Agli investigatori Alessia Elefante raccontò di avere detto agli aggressori di essere incinta. La circostanza, secondo la sua testimonianza, non fermò le violenze. La donna riferì di essere stata afferrata per i capelli e colpita mentre i rapinatori continuavano a chiederle dove fossero soldi, orologi e il codice della cassaforte.
Pochi giorni dopo l'aggressione Elefante perse il bambino che portava in grembo.

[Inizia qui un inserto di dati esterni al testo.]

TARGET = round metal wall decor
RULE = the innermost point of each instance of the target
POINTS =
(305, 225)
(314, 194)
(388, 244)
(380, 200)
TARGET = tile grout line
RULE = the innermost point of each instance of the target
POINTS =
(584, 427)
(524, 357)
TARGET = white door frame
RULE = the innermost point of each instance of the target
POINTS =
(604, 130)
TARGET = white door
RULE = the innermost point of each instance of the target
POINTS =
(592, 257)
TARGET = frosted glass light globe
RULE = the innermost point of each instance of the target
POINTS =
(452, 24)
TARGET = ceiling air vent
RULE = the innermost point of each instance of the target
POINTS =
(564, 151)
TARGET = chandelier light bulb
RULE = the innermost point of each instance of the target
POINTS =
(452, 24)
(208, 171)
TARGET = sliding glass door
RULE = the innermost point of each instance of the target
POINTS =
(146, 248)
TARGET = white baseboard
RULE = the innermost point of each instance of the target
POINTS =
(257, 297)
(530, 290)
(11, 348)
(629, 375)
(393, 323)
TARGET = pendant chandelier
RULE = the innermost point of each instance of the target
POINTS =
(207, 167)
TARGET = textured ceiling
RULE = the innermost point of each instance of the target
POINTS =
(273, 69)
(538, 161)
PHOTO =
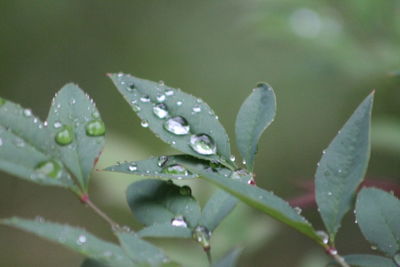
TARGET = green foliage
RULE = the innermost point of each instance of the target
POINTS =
(342, 167)
(64, 150)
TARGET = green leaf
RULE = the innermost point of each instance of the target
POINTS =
(73, 238)
(258, 198)
(165, 230)
(144, 95)
(141, 251)
(365, 260)
(342, 167)
(25, 148)
(156, 202)
(92, 263)
(77, 130)
(216, 209)
(230, 259)
(255, 115)
(160, 167)
(378, 216)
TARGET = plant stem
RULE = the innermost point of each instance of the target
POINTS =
(85, 199)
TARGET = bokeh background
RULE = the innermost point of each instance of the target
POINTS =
(322, 58)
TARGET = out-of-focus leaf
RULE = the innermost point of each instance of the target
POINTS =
(161, 167)
(73, 238)
(141, 251)
(25, 148)
(157, 202)
(255, 115)
(77, 131)
(258, 198)
(365, 260)
(378, 216)
(216, 209)
(198, 118)
(230, 259)
(165, 230)
(342, 167)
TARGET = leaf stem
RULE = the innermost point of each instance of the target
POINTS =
(86, 200)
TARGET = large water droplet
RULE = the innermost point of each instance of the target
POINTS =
(202, 235)
(160, 110)
(162, 160)
(177, 125)
(179, 221)
(49, 168)
(185, 191)
(65, 136)
(203, 144)
(175, 169)
(95, 128)
(324, 236)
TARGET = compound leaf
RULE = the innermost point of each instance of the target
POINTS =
(342, 167)
(255, 115)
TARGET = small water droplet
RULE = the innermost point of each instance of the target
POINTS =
(160, 110)
(144, 124)
(95, 128)
(161, 98)
(162, 160)
(49, 168)
(324, 236)
(177, 125)
(145, 99)
(57, 124)
(64, 136)
(179, 221)
(27, 112)
(185, 191)
(82, 239)
(169, 92)
(202, 235)
(132, 167)
(175, 169)
(203, 144)
(196, 109)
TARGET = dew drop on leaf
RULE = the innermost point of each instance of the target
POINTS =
(202, 235)
(179, 221)
(185, 191)
(160, 110)
(177, 125)
(64, 136)
(175, 169)
(95, 128)
(49, 168)
(203, 144)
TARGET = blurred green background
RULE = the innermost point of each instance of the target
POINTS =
(322, 58)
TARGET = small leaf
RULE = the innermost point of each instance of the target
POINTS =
(157, 202)
(342, 167)
(378, 215)
(185, 122)
(365, 260)
(141, 251)
(258, 198)
(160, 167)
(165, 230)
(217, 208)
(230, 259)
(255, 115)
(77, 130)
(25, 148)
(75, 239)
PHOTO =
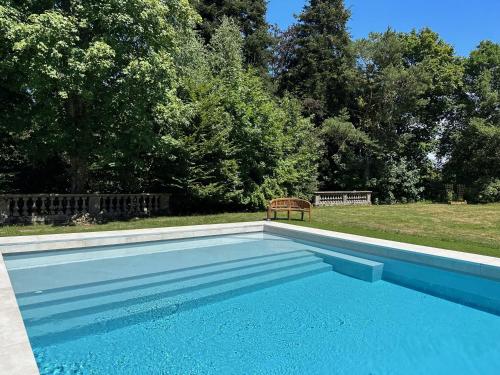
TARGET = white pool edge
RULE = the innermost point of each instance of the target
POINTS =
(16, 356)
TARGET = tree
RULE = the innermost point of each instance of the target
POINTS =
(315, 61)
(249, 15)
(98, 79)
(471, 144)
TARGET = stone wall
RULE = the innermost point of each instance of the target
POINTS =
(56, 208)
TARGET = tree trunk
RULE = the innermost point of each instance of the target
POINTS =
(78, 155)
(79, 174)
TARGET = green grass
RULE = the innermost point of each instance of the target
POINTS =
(470, 228)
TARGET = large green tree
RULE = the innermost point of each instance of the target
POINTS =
(249, 15)
(97, 78)
(314, 60)
(405, 85)
(239, 146)
(471, 141)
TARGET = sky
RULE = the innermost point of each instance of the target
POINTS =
(462, 23)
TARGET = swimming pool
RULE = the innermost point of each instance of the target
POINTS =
(252, 303)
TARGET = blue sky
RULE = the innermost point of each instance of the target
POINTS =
(462, 23)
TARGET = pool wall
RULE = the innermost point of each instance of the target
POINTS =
(462, 277)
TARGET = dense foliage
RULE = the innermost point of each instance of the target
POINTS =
(202, 99)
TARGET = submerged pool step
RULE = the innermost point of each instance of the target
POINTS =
(359, 268)
(118, 308)
(139, 284)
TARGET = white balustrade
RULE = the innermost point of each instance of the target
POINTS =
(32, 208)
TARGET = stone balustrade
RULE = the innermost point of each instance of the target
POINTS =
(336, 198)
(50, 208)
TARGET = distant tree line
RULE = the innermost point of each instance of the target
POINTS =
(204, 99)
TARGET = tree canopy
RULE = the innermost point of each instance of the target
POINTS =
(202, 99)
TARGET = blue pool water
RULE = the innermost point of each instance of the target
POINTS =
(246, 304)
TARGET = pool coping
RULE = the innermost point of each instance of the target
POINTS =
(16, 355)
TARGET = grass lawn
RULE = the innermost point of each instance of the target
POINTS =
(471, 228)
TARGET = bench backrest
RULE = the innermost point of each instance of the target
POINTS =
(290, 203)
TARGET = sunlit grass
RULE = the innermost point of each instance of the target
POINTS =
(471, 228)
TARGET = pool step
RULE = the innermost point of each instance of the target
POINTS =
(359, 268)
(64, 318)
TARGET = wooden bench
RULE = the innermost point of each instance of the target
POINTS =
(289, 205)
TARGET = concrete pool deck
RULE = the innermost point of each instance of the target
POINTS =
(16, 356)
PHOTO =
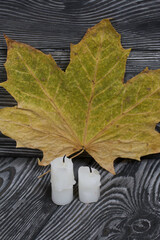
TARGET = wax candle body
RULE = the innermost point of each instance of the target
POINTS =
(62, 180)
(89, 184)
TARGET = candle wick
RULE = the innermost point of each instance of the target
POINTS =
(64, 158)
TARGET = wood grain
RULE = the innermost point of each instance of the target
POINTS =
(129, 205)
(56, 24)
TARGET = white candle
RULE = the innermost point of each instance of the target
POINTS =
(62, 180)
(89, 184)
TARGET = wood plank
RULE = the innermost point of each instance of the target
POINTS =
(56, 24)
(128, 206)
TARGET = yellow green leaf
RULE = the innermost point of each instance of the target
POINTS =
(86, 107)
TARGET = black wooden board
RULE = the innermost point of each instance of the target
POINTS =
(129, 206)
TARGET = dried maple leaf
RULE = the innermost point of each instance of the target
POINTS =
(86, 107)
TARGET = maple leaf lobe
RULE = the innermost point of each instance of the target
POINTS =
(86, 107)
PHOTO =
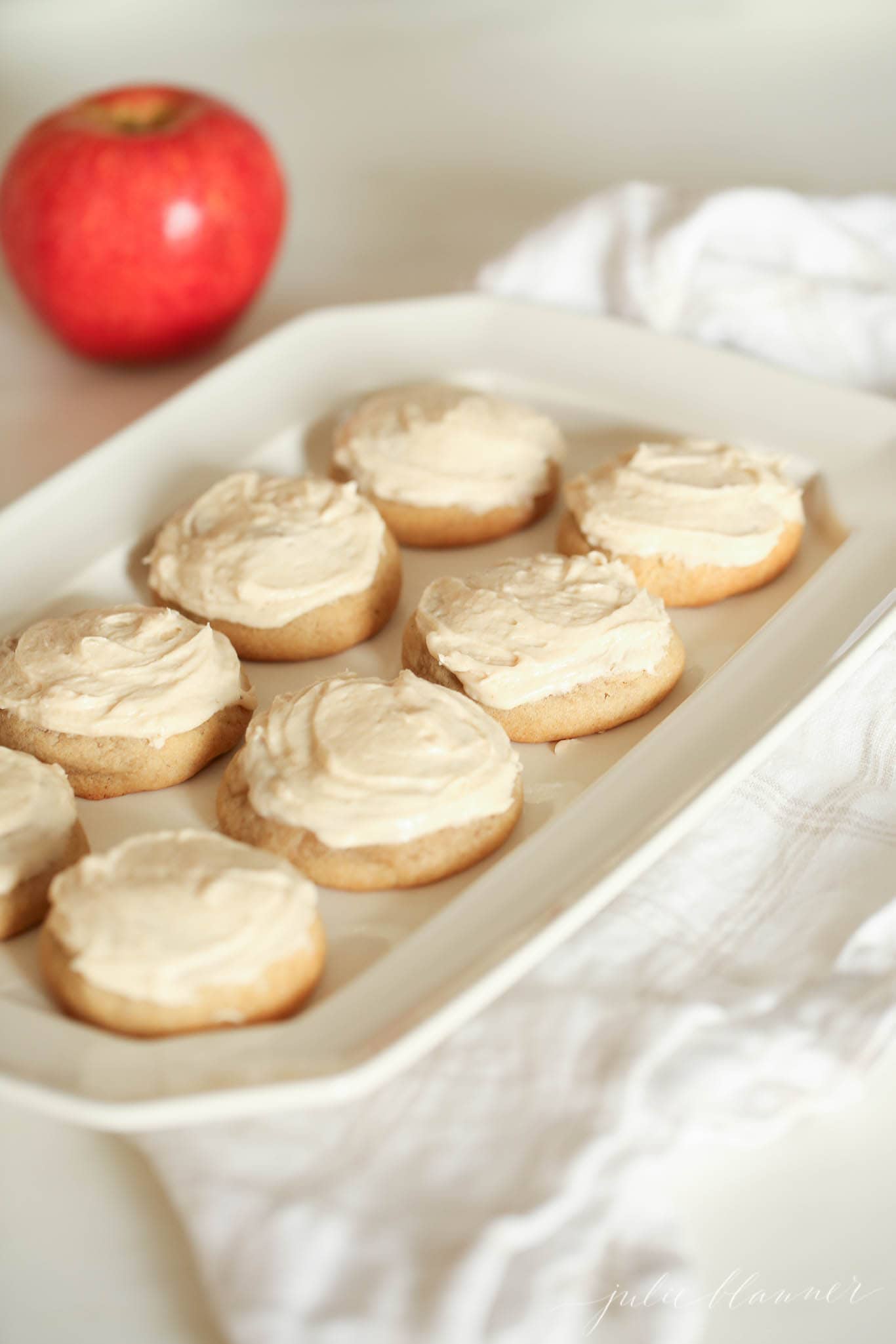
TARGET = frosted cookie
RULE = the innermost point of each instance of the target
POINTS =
(451, 467)
(369, 784)
(695, 522)
(550, 645)
(39, 835)
(124, 699)
(287, 567)
(182, 930)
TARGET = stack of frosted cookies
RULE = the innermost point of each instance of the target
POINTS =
(356, 783)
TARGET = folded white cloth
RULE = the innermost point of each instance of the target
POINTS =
(802, 281)
(504, 1186)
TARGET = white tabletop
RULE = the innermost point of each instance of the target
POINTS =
(419, 139)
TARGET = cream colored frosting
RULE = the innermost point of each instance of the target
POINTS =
(701, 502)
(167, 914)
(37, 816)
(264, 550)
(528, 628)
(360, 761)
(124, 671)
(439, 447)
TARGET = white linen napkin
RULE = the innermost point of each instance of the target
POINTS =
(504, 1186)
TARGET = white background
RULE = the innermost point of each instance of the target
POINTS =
(421, 139)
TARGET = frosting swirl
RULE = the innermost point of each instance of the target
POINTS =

La coppia ha successivamente avuto un figlio, Leo, nato nel settembre 2024.
Il processo esplode tra insulti e minacce
La prima giornata davanti alla sedicesima camera del Tribunale giudiziario di Parigi è stata caratterizzata soprattutto dal comportamento di Ilyas Kherbouch, detto “Ganito”, indicato dall'accusa come uno dei presunti organizzatori del colpo.
La tensione è salita quando gli agenti hanno chiesto a uno dei fratelli dell'imputato, presente in aula, di interrompere ogni comunicazione con lui e successivamente di lasciare la sala. Kherbouch ha reagito con insulti e minacce rivolte alle forze dell'ordine. Sono stati necessari rinforzi di polizia e l'udienza è stata temporaneamente sospesa.
Lo stesso imputato ha manifestato apertamente la volontà di non partecipare al dibattimento dopo che il tribunale aveva respinto una richiesta della difesa per lo svolgimento dell'udienza a porte chiuse. Il clima è rimasto teso per gran parte della giornata, trasformando l'avvio del processo in una sequenza di interruzioni e scontri verbali.
Tre imputati davanti ai giudici
Con Ilyas Kherbouch compare Khyan Mamouni, anche lui indicato dagli inquirenti come uno dei presunti organizzatori della rapina. Secondo l'accusa, i due avrebbero avuto un ruolo nella preparazione dell'operazione mentre si trovavano già in carcere. Entrambi contestano le accuse.
Il terzo imputato è Moktar Diop, accusato di avere partecipato materialmente all'irruzione. L'uomo ha ammesso il proprio coinvolgimento nel colpo, negando però di avere esercitato violenza contro Donnarumma e Elefante.
Altri giovani coinvolti nell'inchiesta erano minorenni all'epoca dei fatti e sono già stati giudicati separatamente. Un altro sospettato è morto suicida in carcere prima dell'apertura di questo procedimento.
Il bottino e le conseguenze della rapina
Dall'appartamento furono portati via orologi di lusso, gioielli, borse firmate, denaro, telefoni e le chiavi di alcune automobili. Le valutazioni del bottino emerse nelle diverse fasi dell'inchiesta non sono state sempre coincidenti: negli atti giudiziari e nelle ricostruzioni della stampa francese il danno complessivo è stato stimato anche fino a circa due milioni di euro.
Ma al centro del processo ci sono soprattutto le violenze inflitte alla coppia. Donnarumma aveva raccontato agli inquirenti la sensazione di totale impotenza vissuta durante l'aggressione, mentre la testimonianza di Alessia Elefante ha restituito la paura di una donna incinta che, pur avendo avvertito gli assalitori delle proprie condizioni, continuò a essere maltrattata.
Il procedimento deve ora chiarire le responsabilità individuali e il ruolo attribuito dall'accusa ai presunti organizzatori. La seconda giornata del processo è prevista per venerdì 11 settembre, con l'esame degli altri elementi raccolti durante l'inchiesta.